Saturday, May 19, 2012

Importance of Being India’s Rashtrapati


In 1857, the Indian mutineers, from different parts of the country, were marching towards Dilli. Even though, there was hardly any coordination among them, forget about the political charter, they were clear in mind that Bahadurshah Jafar, a beleaguered Moghal King, was their leader. The last Moghul Sultan was neither a statesman nor a brave warrior to remain at the centrality of the revolt. However, it was the respect for the Seat of Dilli than the person that had driven the revolutionaries to compel the reluctant King to announce sovereignty. It was the first attempt in India towards creating an indigenous constitutional order, wherein it was envisaged that the emperor of Dilli would be a formal Head of State and others would create their autonomous spheres in respective areas.
                                              
More than 90 years later, the leading lights of the Constituent Assembly, too, felt the similar need to have a non-executive Head of the State, which has resulted into creation of the Rashtrapati. Although close to the British monarch in its role and (non)powers, India’s Rashtrapati is not a hereditary post and can be impeached mid-way.  Unlike the British monarchy, whose legitimacy is overtly questioned by many progressives in that country, the Rashtrapati in India commands overwhelming legitimacy and respect.

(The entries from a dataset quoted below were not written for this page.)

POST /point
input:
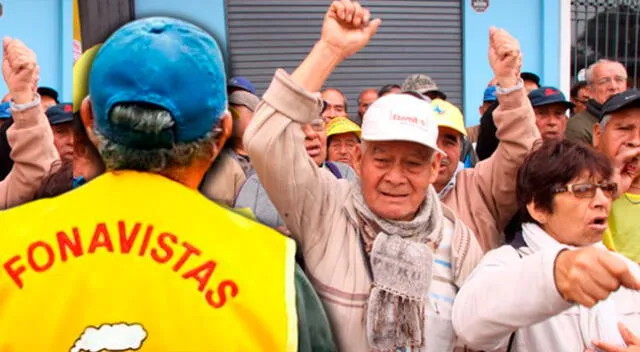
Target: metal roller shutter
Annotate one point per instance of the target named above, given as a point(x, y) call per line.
point(416, 36)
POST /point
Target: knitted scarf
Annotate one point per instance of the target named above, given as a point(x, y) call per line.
point(401, 257)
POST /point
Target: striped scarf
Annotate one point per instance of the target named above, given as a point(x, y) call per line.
point(401, 257)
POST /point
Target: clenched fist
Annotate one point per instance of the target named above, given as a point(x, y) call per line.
point(347, 27)
point(20, 70)
point(588, 275)
point(504, 57)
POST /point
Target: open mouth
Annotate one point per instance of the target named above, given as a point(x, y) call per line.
point(393, 195)
point(599, 223)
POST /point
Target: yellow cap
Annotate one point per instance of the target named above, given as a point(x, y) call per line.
point(81, 70)
point(448, 115)
point(340, 125)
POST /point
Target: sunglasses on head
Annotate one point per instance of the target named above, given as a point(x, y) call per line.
point(588, 190)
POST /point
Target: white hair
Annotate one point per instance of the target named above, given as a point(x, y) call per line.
point(364, 146)
point(605, 120)
point(154, 122)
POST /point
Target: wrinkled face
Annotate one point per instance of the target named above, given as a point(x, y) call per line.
point(315, 140)
point(46, 102)
point(241, 120)
point(484, 107)
point(344, 148)
point(63, 140)
point(581, 100)
point(450, 142)
point(336, 106)
point(578, 221)
point(621, 132)
point(551, 120)
point(366, 99)
point(395, 177)
point(530, 86)
point(607, 79)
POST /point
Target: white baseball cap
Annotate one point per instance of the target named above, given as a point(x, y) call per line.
point(401, 117)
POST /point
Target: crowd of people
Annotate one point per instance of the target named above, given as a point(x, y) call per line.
point(203, 215)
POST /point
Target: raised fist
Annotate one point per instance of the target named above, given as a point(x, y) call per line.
point(504, 57)
point(20, 70)
point(347, 27)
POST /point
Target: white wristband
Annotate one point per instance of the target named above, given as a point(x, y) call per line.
point(22, 107)
point(503, 91)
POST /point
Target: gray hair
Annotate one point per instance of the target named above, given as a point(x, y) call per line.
point(152, 121)
point(589, 74)
point(605, 120)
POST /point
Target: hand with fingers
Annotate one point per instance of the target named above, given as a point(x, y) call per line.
point(348, 27)
point(19, 70)
point(504, 57)
point(626, 167)
point(588, 275)
point(632, 341)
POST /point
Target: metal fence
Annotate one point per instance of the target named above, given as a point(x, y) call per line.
point(605, 29)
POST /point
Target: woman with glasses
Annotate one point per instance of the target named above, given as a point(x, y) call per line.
point(556, 287)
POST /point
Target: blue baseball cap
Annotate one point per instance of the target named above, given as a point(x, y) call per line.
point(163, 62)
point(242, 83)
point(489, 94)
point(549, 95)
point(60, 113)
point(5, 111)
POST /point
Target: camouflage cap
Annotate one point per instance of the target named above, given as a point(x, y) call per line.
point(422, 84)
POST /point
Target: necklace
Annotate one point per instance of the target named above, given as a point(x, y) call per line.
point(631, 201)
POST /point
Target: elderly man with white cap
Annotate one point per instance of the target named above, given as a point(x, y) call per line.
point(380, 245)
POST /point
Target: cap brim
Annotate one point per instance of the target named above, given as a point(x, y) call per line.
point(64, 120)
point(438, 92)
point(567, 104)
point(399, 139)
point(356, 132)
point(446, 124)
point(635, 102)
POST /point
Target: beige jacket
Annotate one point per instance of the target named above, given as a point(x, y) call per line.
point(484, 197)
point(318, 209)
point(33, 153)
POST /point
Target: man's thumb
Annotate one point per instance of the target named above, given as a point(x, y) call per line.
point(372, 28)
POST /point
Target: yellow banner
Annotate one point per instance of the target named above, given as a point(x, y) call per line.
point(138, 258)
point(77, 36)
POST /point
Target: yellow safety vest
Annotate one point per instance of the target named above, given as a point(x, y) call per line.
point(135, 261)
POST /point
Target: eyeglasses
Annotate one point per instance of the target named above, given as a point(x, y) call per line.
point(609, 80)
point(588, 190)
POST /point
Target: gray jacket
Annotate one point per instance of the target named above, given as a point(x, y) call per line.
point(252, 195)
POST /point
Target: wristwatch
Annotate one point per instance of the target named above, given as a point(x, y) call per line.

India’s Rashtrapati does not act merely as a ceremonial Head. Rather, he/she can act with the prejudices, ideological opinions and his/her own interpretation of the Constitution. This is the reason why political parties wish to see a person of their choice becoming President of India. Normally, a Rashtrapati can hardly do any favour to a political party or the leader; however, his/her words can create an impact among the people that might go against vested interests of the party or the leader. Dr. Rajendra Prasad, the first President of India, created enormous hurdles for Nehru’s government on the issues of Hindu Code Bill by making his conservative views public. K.R. Narayanan created an awkward situation for the Vajpayee government when he publicly told the then visiting U.S. President Bill Clinton that ‘Even if the world has become a global village, the U.S. need not to act as its Mukhiya or Sarpanch’. Similarly, Narayanan kept the pressure on the Central government to act at the time of Gujarat riots.

The 44th Constitution Amendment Act, enacted during the Janata Party government, has empowered the Rashtrapati to send back any legislation/decree to the Union Cabinet for reconsideration. This was done in the context of Fakruddin Ali Ahmad having no choice but to sign on the Emergency decree. Although the President has to give its consent if the Union Cabinet remains firm on its position, it gives negative publicity to the government and a brief period for public debate on the said legislation. It was again Narayanan who had embarrassed the United Front government and NDA government, respectively in the years 1997 and 1998, by sending back Union Cabinet’s proposal to dismiss the state governments in U.P. and Bihar respectively. On both occasions, the Cabinet did not insist on its recommendation and President’s word prevails. President A P J Abdul Kalam also sent back the Poll Ordinance, but on the insistence of Vajpayee government, later on, put his stamp on it. President Shankar Dayal Sharma refused to nominate members to the Rajya Sabha, as suggested by the United Front government, on the ground that the nominations did not fit the criteria prescribed in the Constitution.  Gyani Zail Singh used the unprecedented method of ‘Pocket Veto’ to kill the Postal Amendment Bill of Rajiv Gandhi government. In the United States, the President has the pocket veto, wherein he simply keeps the Congress Bill under consideration for indefinite period, neither rejecting nor accepting it, simply killing the unfavorable legislation with the passage of time. Indian Constitution is silent on this provision, but this sword can keep hanging over the head of Union Cabinet if it is not in best terms with the Rashtrapati.

Rashtrapati acquires real power in the face of voters throwing up a fractured verdict in the general election, as he/she holds the key of invitation to form the government. Political pundits have already started predicting a hung Lok Sabha in 2014. In such eventuality, President’s call becomes crucial, wherein he/she has to act according to precedents and his/her own assessment of the situation. In this context, all the parties would like to see the candidate, who is not overtly against their interests, winning the Presidential race. Provision of secret ballots, which means non-applicability of anti-defection law, and preferential voting, in case of more than 2 candidates, makes the presidential election interestingly intriguing. The forthcoming contest promises to be one.